Which brings me to the third strike against him as an author: he expects the reader to work and to have something invested in the story while reading it. You’re supposed to read between the lines and make definite associations using your own frames of reference. He expects you to understand my mixed racial identity is as much metaphor for where we’re at as a people and a species as it is a real issue in my pathetic excuse for a life. You’re supposed to get the hint that my refusal to embrace one half of myself at the expense of the other is really a larger rejection of false opposites and an insistence that we focus on the more important subtleties of who and what we as individuals and peoples are, and not get caught up in the barbed wire of the shallow differences of ethnicity and race. He expects you to realize it’s not simply black and white I’m rejecting, but up and down, right and wrong, good and evil, liberal and conservative, etc. I’m calling them what they are, bullshit, deliberate lies and well-crafted prevarications, archetypal red-herrings, and a magician’s artful misdirection where a carefully planned gesture or eloquent banter distracts you long enough for the box-jumper to pick your pocket as you applaud in the dark.
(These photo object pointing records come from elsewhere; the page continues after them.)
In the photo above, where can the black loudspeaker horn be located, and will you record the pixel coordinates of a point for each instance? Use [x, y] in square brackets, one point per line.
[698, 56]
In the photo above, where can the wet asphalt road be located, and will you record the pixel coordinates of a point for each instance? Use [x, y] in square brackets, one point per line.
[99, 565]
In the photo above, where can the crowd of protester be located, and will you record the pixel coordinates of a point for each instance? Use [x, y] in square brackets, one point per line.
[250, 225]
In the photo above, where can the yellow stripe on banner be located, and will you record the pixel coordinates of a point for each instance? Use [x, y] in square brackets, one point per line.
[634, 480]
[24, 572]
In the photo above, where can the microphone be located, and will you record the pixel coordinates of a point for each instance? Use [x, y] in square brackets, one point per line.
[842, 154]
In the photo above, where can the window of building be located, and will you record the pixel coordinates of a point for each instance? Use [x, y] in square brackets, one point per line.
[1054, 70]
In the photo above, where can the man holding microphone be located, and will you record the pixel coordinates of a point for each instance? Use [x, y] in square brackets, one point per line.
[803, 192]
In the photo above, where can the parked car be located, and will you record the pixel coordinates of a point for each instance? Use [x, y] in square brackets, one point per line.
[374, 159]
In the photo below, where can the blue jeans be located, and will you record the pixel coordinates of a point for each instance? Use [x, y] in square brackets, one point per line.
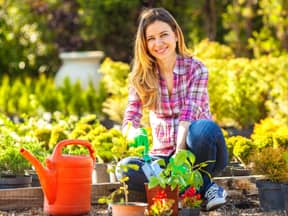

I’ve already mentioned how all the mumbo-jumbo about the power of Kane’s paintings was just another one of his metaphors taken to the extreme; the nature of art and its ability to transfigure everyone with whom it comes into contact, including the creator. He and I were probing into the real power of art; not only over the viewer, but over the artist. That was the real case I was working in Portrait, wasn’t it? We were probing less what is entailed in owning art but more what is involved in creating it. What determines artistic success, and what are artists willing to sacrifice for it?
There are no easy, trick answers to such questions. My author and I know what we think, but shocking as it seems, we want you to have an opinion, too. We don’t necessarily give a shit what that opinion is, but we want very much that you have it. Please remember we’re not writing ‘Which Way’ stories, here, where you, the reader, choose the path the story takes. Piss on that! Writing, like all art in general, isn’t democratic. Author dearest has definite ideas of where my next case, Blood Rituals, is heading, but it should be clear by now that I’m following his lead about as much as he’s following mine.
If you want to influence something in a genuine way then influence the pandering imbeciles you entrust to elected office, influence the safety and cost of the food and products you buy at market, influence the nameless lobbyists and multinational conglomerates who daily hold you and whole nations hostage, and who, like the aforementioned magicians, dangle bright and shiny carrots in your face with one hand while they steal your lunch, if not your soul, with the other.
But leave my cases to me and the guy at the wheel. They’re hard enough to write as it is.